TARTIŞMALI KIZIL AĞUSTOS SEKANSI

5 Ağustos 1966'da Pekin Üniversitesi'ne Bağlı Deneysel Lise'nin ilk müdür yardımcısı Bian Zhongyun, Mao’nun harekete geçirdiği Kızıl Muhafızlar tarafından dövülerek öldürülmüş ve Kızıl Muhafızlar tarafından öldürülen ilk eğitim çalışanı olmuştu. Dizi tam da bu trajik ölümü hatırlatan/kurgulayan sert bir sahne ile açılıyor. Dönemin önde gelen bir bilim insanının entelektüel olduğu için kalabalığın önünde utanç içinde vahşice dövülerek öldürüldüğü bu beş dakikalık sekans ana akım bir medya platformunun, yaşanmış korkunç olayı bu şiddette tasvir etmesi açısından oldukça önemliydi. Netflix Çin'de resmi olarak mevcut olmasa da, sanal özel ağlar orada yaşayan insanların platforma erişmesine izin verdiğinden bu sahne Çin sosyal medyası başta olmak üzere izleyicileri hızla ikiye böldü.
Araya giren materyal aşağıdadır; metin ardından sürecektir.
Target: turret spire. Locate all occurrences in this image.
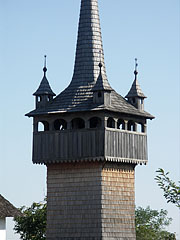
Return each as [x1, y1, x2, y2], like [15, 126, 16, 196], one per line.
[126, 58, 146, 99]
[33, 55, 55, 97]
[70, 0, 110, 89]
[125, 58, 146, 110]
[43, 55, 47, 75]
[134, 58, 138, 77]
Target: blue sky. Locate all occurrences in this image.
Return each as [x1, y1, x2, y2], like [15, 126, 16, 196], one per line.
[0, 0, 179, 239]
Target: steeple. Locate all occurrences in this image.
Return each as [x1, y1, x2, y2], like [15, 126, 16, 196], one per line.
[70, 0, 110, 88]
[125, 59, 146, 110]
[33, 56, 55, 109]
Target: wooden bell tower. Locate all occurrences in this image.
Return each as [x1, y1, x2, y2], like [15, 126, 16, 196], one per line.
[26, 0, 154, 239]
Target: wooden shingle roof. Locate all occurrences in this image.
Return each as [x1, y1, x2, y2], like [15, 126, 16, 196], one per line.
[33, 67, 55, 97]
[0, 194, 21, 218]
[125, 70, 146, 99]
[26, 0, 153, 119]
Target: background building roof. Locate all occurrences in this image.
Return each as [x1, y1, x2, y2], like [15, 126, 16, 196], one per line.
[0, 194, 21, 218]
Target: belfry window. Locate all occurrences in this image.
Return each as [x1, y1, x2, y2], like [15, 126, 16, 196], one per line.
[128, 120, 135, 131]
[38, 121, 49, 132]
[136, 123, 145, 133]
[89, 117, 101, 128]
[107, 117, 115, 128]
[117, 119, 125, 130]
[71, 118, 85, 129]
[54, 119, 67, 131]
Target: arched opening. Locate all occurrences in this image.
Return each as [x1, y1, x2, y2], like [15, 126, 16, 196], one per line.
[117, 119, 125, 130]
[71, 118, 85, 129]
[137, 123, 142, 133]
[107, 117, 115, 128]
[128, 120, 135, 131]
[38, 121, 49, 132]
[54, 119, 67, 131]
[89, 117, 101, 128]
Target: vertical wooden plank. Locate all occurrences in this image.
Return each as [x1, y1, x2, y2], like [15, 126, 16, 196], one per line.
[82, 131, 86, 157]
[92, 130, 96, 157]
[78, 131, 82, 157]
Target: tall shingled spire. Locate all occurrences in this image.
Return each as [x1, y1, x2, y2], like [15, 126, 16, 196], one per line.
[70, 0, 110, 88]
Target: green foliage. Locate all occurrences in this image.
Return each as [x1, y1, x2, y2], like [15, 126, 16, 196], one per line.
[135, 206, 176, 240]
[14, 200, 46, 240]
[155, 168, 180, 208]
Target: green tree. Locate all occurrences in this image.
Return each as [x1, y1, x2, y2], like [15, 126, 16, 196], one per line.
[135, 206, 176, 240]
[14, 200, 46, 240]
[155, 168, 180, 208]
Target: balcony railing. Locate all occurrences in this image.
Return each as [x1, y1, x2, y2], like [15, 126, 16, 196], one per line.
[32, 128, 147, 164]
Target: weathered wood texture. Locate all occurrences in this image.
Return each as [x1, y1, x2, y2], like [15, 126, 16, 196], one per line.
[47, 162, 102, 239]
[33, 128, 147, 164]
[105, 129, 147, 163]
[101, 163, 136, 239]
[33, 129, 104, 163]
[46, 162, 136, 240]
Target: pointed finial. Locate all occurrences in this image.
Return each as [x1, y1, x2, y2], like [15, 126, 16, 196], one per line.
[134, 58, 138, 78]
[43, 55, 47, 75]
[99, 50, 103, 68]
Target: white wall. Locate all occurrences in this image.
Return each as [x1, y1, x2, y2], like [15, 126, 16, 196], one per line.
[0, 218, 6, 240]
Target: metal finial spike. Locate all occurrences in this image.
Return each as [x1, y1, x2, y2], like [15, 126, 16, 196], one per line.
[134, 58, 138, 77]
[99, 62, 103, 68]
[99, 50, 102, 63]
[44, 55, 47, 68]
[43, 55, 47, 74]
[135, 58, 138, 71]
[99, 50, 103, 69]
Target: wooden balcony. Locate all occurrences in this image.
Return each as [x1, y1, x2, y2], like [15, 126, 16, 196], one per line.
[32, 128, 147, 165]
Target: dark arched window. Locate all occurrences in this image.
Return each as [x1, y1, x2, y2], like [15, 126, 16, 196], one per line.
[117, 119, 125, 130]
[71, 118, 85, 129]
[54, 119, 67, 131]
[107, 117, 115, 128]
[38, 121, 49, 132]
[89, 117, 101, 128]
[128, 120, 135, 131]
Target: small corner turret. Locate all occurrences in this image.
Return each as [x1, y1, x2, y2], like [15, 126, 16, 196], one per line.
[125, 58, 146, 111]
[93, 62, 112, 106]
[33, 55, 56, 109]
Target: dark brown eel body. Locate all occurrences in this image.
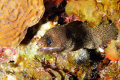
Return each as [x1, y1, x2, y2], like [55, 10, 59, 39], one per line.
[37, 21, 118, 54]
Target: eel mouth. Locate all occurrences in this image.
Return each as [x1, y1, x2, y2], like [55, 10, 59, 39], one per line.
[38, 47, 61, 51]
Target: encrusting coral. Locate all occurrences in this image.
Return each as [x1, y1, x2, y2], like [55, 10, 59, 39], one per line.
[65, 0, 120, 27]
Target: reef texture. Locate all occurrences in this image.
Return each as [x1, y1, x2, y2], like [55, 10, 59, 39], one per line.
[0, 0, 120, 80]
[0, 0, 45, 47]
[65, 0, 120, 27]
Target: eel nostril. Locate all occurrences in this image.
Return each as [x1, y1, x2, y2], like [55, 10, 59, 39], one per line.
[37, 43, 42, 47]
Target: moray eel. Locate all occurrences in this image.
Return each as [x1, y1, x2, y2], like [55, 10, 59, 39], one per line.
[37, 21, 118, 54]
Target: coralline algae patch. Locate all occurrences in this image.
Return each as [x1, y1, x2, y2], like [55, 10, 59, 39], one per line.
[100, 61, 120, 80]
[0, 47, 17, 61]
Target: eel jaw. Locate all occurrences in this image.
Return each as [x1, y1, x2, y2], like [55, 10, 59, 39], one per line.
[38, 47, 61, 52]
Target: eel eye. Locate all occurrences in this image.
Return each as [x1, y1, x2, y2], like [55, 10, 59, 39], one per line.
[47, 38, 52, 45]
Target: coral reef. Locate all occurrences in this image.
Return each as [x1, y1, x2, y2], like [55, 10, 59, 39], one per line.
[0, 0, 119, 80]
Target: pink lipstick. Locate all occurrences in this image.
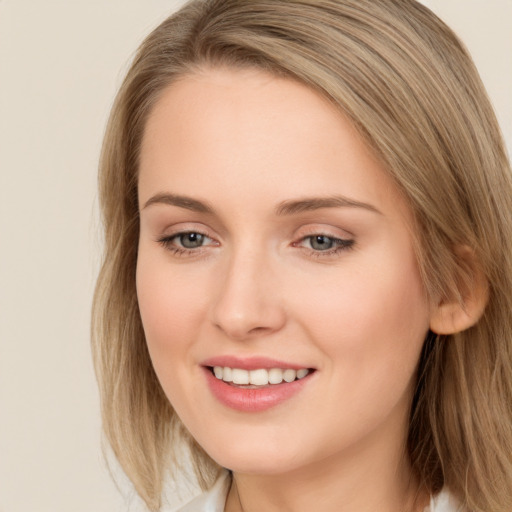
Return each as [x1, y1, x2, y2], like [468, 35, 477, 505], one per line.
[201, 356, 315, 412]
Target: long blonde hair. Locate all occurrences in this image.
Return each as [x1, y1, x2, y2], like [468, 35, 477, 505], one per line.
[92, 1, 512, 510]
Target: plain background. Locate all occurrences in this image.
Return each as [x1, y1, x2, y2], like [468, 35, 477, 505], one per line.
[0, 1, 511, 511]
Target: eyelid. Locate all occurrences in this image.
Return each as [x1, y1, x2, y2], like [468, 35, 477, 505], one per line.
[156, 223, 220, 255]
[291, 224, 356, 257]
[157, 222, 218, 240]
[154, 223, 355, 257]
[293, 234, 354, 248]
[293, 223, 354, 240]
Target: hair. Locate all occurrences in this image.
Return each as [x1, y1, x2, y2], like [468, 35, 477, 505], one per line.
[92, 1, 512, 510]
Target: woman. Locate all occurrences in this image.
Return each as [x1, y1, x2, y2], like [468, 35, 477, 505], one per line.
[92, 1, 512, 511]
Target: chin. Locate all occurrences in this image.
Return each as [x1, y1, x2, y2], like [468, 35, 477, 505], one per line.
[202, 435, 314, 477]
[220, 456, 299, 476]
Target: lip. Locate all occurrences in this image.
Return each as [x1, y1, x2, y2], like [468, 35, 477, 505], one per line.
[201, 358, 315, 413]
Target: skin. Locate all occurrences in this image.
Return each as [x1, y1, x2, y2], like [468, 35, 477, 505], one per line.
[136, 67, 435, 512]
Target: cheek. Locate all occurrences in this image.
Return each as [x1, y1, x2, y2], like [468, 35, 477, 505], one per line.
[294, 259, 430, 444]
[135, 251, 209, 380]
[290, 247, 430, 379]
[136, 256, 214, 424]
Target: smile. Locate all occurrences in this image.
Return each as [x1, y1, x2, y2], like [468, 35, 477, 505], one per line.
[212, 366, 310, 386]
[203, 362, 315, 412]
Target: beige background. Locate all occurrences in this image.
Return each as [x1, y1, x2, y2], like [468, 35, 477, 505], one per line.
[0, 1, 510, 511]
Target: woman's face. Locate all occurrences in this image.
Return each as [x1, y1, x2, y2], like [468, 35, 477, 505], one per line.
[137, 67, 432, 476]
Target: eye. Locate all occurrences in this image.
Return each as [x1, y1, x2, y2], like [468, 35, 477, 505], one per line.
[157, 231, 216, 255]
[307, 235, 337, 251]
[177, 232, 208, 249]
[295, 234, 355, 255]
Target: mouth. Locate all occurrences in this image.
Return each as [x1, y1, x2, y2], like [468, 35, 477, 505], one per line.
[202, 361, 316, 412]
[208, 366, 312, 388]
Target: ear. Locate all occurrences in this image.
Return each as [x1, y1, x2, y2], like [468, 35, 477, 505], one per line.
[429, 246, 489, 335]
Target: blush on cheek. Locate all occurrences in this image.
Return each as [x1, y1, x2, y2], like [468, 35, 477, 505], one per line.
[137, 261, 208, 368]
[298, 255, 428, 375]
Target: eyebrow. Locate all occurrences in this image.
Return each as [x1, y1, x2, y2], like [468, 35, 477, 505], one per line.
[275, 196, 381, 216]
[142, 193, 381, 216]
[142, 193, 214, 213]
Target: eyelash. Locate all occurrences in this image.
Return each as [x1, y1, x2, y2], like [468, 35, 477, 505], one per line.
[157, 232, 216, 257]
[157, 232, 355, 258]
[294, 235, 355, 258]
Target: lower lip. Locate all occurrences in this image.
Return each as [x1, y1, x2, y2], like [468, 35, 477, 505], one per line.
[203, 367, 313, 412]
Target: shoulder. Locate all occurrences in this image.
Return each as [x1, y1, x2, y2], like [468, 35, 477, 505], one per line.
[175, 471, 231, 512]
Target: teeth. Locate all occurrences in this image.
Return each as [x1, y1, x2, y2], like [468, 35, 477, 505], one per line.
[231, 368, 249, 385]
[268, 368, 283, 384]
[249, 369, 268, 386]
[223, 366, 233, 382]
[283, 369, 296, 382]
[212, 366, 310, 386]
[297, 368, 308, 379]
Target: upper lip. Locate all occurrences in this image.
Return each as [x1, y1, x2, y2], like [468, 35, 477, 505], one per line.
[201, 356, 312, 371]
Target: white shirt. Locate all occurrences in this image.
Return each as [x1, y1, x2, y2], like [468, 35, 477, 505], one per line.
[177, 471, 463, 512]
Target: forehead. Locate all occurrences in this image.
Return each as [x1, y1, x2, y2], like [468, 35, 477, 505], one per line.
[138, 66, 410, 223]
[140, 67, 353, 171]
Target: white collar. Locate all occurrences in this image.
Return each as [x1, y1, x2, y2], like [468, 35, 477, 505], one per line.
[426, 487, 464, 512]
[177, 471, 463, 512]
[176, 471, 230, 512]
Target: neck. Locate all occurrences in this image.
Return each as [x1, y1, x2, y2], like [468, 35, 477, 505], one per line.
[226, 460, 428, 512]
[224, 427, 429, 512]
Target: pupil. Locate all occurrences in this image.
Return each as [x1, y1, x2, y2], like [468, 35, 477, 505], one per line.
[181, 233, 204, 248]
[311, 235, 333, 251]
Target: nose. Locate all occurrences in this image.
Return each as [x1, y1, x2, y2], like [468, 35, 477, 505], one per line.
[210, 249, 286, 341]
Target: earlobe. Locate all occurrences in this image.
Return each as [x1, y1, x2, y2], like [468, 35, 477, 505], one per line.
[429, 246, 489, 335]
[429, 299, 486, 335]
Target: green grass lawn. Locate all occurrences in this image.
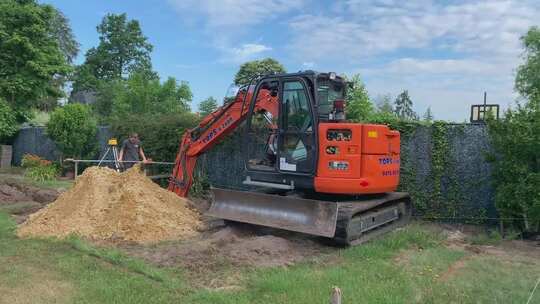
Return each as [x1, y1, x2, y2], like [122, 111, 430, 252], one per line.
[1, 209, 539, 304]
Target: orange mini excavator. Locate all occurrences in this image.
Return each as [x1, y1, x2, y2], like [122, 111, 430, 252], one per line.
[169, 71, 411, 245]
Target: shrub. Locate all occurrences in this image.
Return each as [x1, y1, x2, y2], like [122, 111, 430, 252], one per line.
[111, 112, 199, 163]
[21, 154, 59, 182]
[0, 98, 18, 142]
[488, 104, 539, 233]
[487, 27, 540, 233]
[21, 154, 45, 168]
[26, 165, 59, 182]
[47, 103, 97, 158]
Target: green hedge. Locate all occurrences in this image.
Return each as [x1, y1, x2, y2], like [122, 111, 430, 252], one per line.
[110, 112, 199, 163]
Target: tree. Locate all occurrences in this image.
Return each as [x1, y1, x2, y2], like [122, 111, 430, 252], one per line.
[50, 9, 79, 64]
[47, 104, 97, 158]
[488, 27, 540, 233]
[516, 26, 540, 104]
[110, 71, 192, 119]
[375, 94, 394, 113]
[0, 98, 18, 142]
[394, 90, 417, 120]
[111, 112, 199, 163]
[72, 13, 153, 92]
[0, 0, 72, 112]
[199, 97, 218, 116]
[345, 74, 373, 122]
[423, 106, 434, 122]
[234, 58, 286, 86]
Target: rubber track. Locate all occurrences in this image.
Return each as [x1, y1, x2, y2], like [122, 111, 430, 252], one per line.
[333, 193, 412, 245]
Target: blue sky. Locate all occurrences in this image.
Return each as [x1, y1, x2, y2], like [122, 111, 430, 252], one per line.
[42, 0, 540, 121]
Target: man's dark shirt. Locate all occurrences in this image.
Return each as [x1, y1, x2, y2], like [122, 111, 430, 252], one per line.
[121, 139, 141, 168]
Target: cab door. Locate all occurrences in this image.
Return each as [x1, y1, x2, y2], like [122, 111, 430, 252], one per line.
[278, 79, 316, 174]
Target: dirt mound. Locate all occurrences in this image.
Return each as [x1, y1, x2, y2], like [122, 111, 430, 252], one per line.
[17, 165, 202, 244]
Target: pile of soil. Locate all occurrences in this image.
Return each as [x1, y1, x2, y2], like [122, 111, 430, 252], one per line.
[17, 165, 202, 244]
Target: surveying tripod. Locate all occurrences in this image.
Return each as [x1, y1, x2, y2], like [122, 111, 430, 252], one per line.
[98, 138, 121, 171]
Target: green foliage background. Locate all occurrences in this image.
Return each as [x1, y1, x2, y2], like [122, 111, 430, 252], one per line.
[0, 0, 73, 110]
[486, 27, 540, 232]
[110, 112, 199, 163]
[198, 96, 218, 116]
[46, 103, 97, 158]
[0, 98, 18, 141]
[234, 58, 286, 86]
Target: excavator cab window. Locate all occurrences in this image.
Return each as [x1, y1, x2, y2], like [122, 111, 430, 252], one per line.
[245, 77, 315, 175]
[278, 80, 315, 173]
[223, 84, 240, 105]
[246, 79, 280, 172]
[317, 76, 345, 120]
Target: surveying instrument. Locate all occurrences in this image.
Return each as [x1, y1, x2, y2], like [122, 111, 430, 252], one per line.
[98, 138, 121, 171]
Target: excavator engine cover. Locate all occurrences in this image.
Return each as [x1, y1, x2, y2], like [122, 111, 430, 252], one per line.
[208, 188, 338, 237]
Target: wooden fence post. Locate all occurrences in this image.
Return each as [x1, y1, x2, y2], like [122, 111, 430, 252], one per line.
[330, 286, 342, 304]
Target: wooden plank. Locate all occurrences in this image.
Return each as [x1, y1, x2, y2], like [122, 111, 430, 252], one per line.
[0, 145, 12, 168]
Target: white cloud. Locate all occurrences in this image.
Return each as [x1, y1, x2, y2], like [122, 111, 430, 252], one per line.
[289, 1, 539, 60]
[302, 62, 315, 68]
[168, 0, 304, 27]
[286, 0, 539, 120]
[222, 43, 272, 63]
[168, 0, 303, 64]
[360, 57, 518, 121]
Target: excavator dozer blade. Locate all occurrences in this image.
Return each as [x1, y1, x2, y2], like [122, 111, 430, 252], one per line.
[207, 188, 338, 237]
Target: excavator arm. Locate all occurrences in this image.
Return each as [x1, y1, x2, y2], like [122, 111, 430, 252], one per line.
[168, 85, 278, 197]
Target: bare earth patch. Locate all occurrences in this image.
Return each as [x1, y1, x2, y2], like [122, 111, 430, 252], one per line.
[0, 182, 61, 224]
[122, 223, 335, 288]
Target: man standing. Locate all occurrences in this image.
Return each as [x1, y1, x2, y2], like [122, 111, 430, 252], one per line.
[118, 133, 148, 170]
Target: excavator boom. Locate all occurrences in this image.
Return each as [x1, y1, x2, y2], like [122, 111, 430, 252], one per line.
[168, 85, 277, 196]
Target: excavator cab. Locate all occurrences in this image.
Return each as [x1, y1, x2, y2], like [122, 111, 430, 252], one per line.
[243, 71, 346, 190]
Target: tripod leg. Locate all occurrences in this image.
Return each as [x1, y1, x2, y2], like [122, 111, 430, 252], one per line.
[98, 147, 111, 167]
[112, 147, 120, 172]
Kanlı siyasi tarihin bu hikâyesi ile ilk kez karşılaşan gençler şaşkına dönmüştü adeta. Açıkçası benim için de TV’de daha önce hiç bu denlisine şahit olmadığım kadar dramatik, sert ve politik bir açılış sahnesiydi. Siyasi nedenle 10.275 kişinin ölümü ile sonuçlanmış “Kızıl Ağustos” gerçeği ile bu denli etkileyici bir görsel eşliğinde yüzleşmek hiç kolay değildi. Hele bir Çinli için çok ama çok daha zor olmuştur. Çünkü devrimin şiddet dolu yüzünü gösteren bu sembolik olay Çin'in modern tarihindeki önemli olaylardan biri ve toplumsal hafızada bir referans noktası oluşturuyor ve adalet arayışı açısından hâlâ önemli bir rol oynuyor. Sahneyi izler izlemez olacakları tahmin ederek sosyal medyadaki paylaşımlara baktım. Reddit ve X’teki paylaşımlarda "Ailemin başına da geldi”, “Kübalıyım ama bunu hissettim," “SSCB'de doğdum ve ben bunu çok iyi anlıyorum” paylaşımları aklıma kazındı diyebilirim. Çinli izleyicilerin Hollywood'un ülkeyi kötü bir şekilde tasvir ettiğini düşünmesi, bazı Amerikalı muhafazakârların bu sahneyi överek Çin Kültür Devrimi'ni ifade özgürlüğünü yok etmekle suçlaması, "woke"un sol ile karşılaştırılmasına kadar vardı konu. Sonuç olarak, "3 Cisim Problemi" dizisi, bilimsel kavramları ve felsefi düşünceleri derinlemesine işleyen, karakter odaklı bir yapısı olan ve izleyicileri düşündürten bir yapım. Ancak dizinin tartışmalı sahneleri, geniş bir izleyici kitlesi arasında farklı tepkilere yol açmayı sürdürecektir.